Serious allergic reaction
In rare cases, adalimumab may cause a serious allergic reaction (anaphylaxis).
These are not all the side effects of adalimumab. For a full list, see the leaflet inside your medicine packet.
Adalimumab and pregnancy
You can take adalimumab during pregnancy, especially if it's needed to keep you well.
Talk to your doctor if you become pregnant or are thinking of becoming pregnant while taking adalimumab. They will help you weigh up the benefits and possible risks so you can decide on the best treatment plan for you.
Do not stop taking your medicine unless your doctor tells you to. You may need to continue to take adalimumab during pregnancy to stay healthy and well.
Adalimumab and breastfeeding
If your doctor or midwife says your baby is healthy you can take adalimumab while you're breastfeeding.
Adalimumab passes into breast milk in tiny amounts and your baby will not absorb a lot into their body from the breast milk. It has not been known to cause side effects in breastfed babies.

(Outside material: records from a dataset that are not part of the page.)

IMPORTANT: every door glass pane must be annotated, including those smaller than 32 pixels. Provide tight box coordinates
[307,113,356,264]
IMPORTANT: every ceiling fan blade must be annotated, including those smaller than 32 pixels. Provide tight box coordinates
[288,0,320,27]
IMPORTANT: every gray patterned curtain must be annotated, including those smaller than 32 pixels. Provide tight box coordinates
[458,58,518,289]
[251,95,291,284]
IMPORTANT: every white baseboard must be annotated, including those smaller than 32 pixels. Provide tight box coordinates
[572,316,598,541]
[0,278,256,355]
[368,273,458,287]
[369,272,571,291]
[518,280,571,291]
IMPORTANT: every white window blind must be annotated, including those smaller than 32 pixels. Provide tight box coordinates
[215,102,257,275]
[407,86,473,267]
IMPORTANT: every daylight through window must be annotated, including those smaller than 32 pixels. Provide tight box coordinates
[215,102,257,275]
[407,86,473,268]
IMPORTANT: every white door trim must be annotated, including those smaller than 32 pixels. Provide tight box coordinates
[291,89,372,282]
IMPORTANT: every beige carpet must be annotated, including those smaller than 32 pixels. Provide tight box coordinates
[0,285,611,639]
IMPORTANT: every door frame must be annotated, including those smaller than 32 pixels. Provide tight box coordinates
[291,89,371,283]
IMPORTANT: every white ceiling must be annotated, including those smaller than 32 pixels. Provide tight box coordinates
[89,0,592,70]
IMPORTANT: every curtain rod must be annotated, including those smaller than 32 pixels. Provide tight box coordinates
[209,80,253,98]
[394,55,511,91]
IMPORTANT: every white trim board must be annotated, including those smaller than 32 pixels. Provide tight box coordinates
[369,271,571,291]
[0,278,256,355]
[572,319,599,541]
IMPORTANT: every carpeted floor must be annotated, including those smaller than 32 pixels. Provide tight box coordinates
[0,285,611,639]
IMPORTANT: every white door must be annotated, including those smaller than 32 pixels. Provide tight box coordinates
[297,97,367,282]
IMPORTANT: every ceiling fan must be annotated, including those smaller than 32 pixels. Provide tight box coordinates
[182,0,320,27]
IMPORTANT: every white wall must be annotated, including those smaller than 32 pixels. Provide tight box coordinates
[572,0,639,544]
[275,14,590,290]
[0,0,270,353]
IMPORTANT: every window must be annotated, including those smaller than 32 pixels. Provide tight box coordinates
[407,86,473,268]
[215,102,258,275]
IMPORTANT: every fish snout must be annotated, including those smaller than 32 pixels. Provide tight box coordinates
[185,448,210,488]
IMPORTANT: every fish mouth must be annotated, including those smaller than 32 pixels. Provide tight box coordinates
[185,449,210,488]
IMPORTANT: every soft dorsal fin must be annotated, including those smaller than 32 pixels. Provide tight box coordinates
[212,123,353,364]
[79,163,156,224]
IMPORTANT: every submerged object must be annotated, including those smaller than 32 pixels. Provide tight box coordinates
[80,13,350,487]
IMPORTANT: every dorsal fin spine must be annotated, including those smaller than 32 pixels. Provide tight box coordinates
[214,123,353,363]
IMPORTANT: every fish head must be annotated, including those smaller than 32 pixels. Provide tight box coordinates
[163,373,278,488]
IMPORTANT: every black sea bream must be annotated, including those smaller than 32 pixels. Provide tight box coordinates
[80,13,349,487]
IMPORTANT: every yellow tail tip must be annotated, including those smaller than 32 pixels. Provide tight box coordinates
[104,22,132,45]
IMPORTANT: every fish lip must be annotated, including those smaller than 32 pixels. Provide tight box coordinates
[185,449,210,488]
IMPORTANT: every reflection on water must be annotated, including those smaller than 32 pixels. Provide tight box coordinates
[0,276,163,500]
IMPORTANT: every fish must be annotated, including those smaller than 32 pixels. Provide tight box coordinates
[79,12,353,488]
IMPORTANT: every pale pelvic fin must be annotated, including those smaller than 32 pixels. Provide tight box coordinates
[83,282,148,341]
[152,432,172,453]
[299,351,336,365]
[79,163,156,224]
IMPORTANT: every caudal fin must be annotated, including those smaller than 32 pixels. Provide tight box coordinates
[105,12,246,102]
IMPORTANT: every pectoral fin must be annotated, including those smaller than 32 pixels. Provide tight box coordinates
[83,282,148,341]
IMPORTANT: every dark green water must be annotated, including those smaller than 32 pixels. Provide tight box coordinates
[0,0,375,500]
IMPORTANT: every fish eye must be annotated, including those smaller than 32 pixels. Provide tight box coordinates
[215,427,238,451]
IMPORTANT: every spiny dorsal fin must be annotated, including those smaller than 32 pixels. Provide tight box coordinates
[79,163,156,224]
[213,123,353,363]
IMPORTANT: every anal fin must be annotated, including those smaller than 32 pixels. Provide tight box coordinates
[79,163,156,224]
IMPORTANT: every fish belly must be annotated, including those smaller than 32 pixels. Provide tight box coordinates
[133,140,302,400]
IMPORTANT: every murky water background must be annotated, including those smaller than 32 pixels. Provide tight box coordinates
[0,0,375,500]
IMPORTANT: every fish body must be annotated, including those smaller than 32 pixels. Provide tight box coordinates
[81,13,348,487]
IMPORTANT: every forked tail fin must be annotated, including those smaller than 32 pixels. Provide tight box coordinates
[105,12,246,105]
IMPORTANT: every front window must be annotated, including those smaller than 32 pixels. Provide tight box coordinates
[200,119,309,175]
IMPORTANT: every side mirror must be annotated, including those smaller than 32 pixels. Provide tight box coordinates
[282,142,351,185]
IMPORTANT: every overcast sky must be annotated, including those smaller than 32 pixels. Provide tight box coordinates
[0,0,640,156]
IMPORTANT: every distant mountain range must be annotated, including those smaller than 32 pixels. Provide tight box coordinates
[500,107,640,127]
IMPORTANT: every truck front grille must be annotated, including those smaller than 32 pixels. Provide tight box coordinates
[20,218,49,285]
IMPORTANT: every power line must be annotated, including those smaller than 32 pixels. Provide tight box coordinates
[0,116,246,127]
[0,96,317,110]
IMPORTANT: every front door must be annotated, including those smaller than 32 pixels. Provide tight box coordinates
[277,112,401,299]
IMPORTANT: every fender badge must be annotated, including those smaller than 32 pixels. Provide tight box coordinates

If your baby is not feeding as well as usual, or if you have any other concerns about your baby, talk to your doctor, pharmacist, health visitor or midwife as soon as possible.
After your baby is born
If you're taking adalimumab while pregnant, your baby will not be able to have live vaccines for the first six months after they're born.
This means that they will not be able to have the rotavirus vaccination (which must be given by 4 months of age). The BCG vaccine (if needed) will have to be delayed. All of the other early vaccinations can be given as normal.
Adalimumab and fertility
There's no evidence to suggest that taking adalimumab reduces fertility in either men or women.
Speak to your doctor if you're trying to get pregnant. They may want to review your treatment.
Cautions with other medicines
Do not take adalimumab with medicines that can increase the risk of serious infections, including:
- live vaccinations – some vaccines use live viruses – these include measles, mumps and rubella (MMR), BCG, rotavirus, some shingles vaccines and some flu vaccines. If you need a vaccine always check with your doctor or pharmacist whether it is suitable for you
- abatacept, a medicine to treat autoimmune diseases
- anakinra, a medicine to treat rheumatoid arthritis
Mixing adalimumab with herbal remedies and supplements
There's not enough information to say that herbal remedies or supplements are safe to take with adalimumab. They're not tested in the same way as pharmacy and prescription medicines. They're generally not tested for the effect they have on other medicines.